Fort de plus d’une décennie d’expérience dans les domaines des énergies renouvelables et de l’analyse financière, Joel Mania Musikingala s’est illustré dans le développement, la structuration et le financement de plusieurs projets solaires photovoltaïques et hybrides à travers l’Afrique.
Grâce à sa double expertise technique et financière, il apporte une vision stratégique des enjeux liés à la transition énergétique, au développement des infrastructures électriques et à la durabilité des opérations industrielles, particulièrement dans le secteur minier.
Au cours des travaux de la DRC Mining Week, il contribuera aux réflexions sur les solutions énergétiques innovantes destinées à accompagner la croissance du secteur extractif tout en répondant aux exigences environnementales et économiques actuelles.
Les échanges porteront notamment sur l’intégration des énergies renouvelables dans les opérations minières, le financement des infrastructures énergétiques, l’amélioration de l’accès à l’électricité ainsi que les perspectives de développement industriel durable en Afrique.
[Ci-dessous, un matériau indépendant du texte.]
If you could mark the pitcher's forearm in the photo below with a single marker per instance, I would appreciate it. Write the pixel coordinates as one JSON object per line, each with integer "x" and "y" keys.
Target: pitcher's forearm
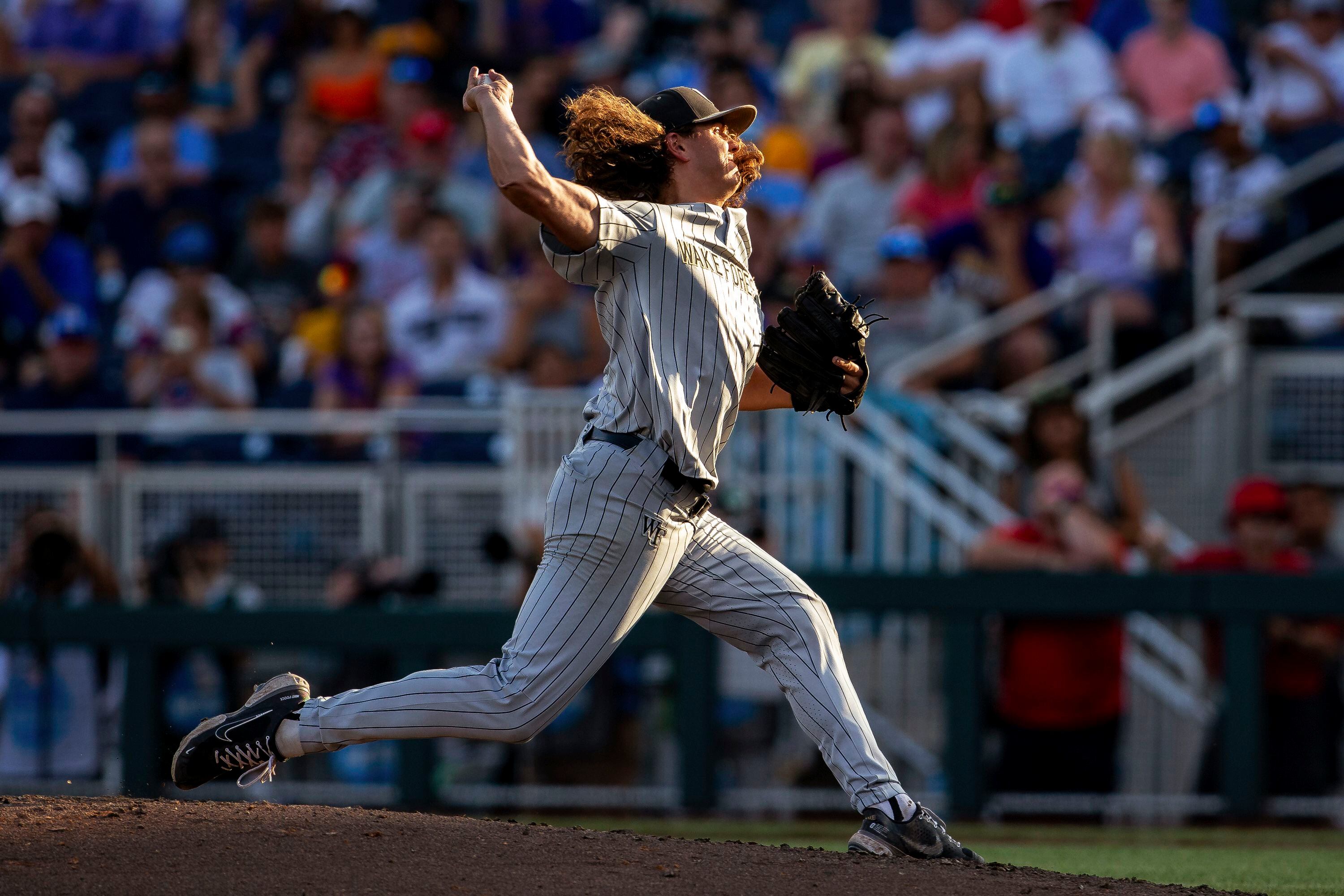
{"x": 514, "y": 164}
Dans un contexte où la RDC se positionne comme un acteur stratégique de la transition énergétique mondiale grâce à ses importantes ressources minières, l’expertise de Joel Mania Musikingala apportera un éclairage pertinent sur les mécanismes permettant de concilier performance industrielle, accès à l’énergie et développement durable.
La DRC Mining Week 2026 réunira durant trois jours les principaux acteurs de l’industrie minière, de l’énergie, des finances et des infrastructures autour des défis et opportunités qui façonnent l’avenir du secteur en Afrique.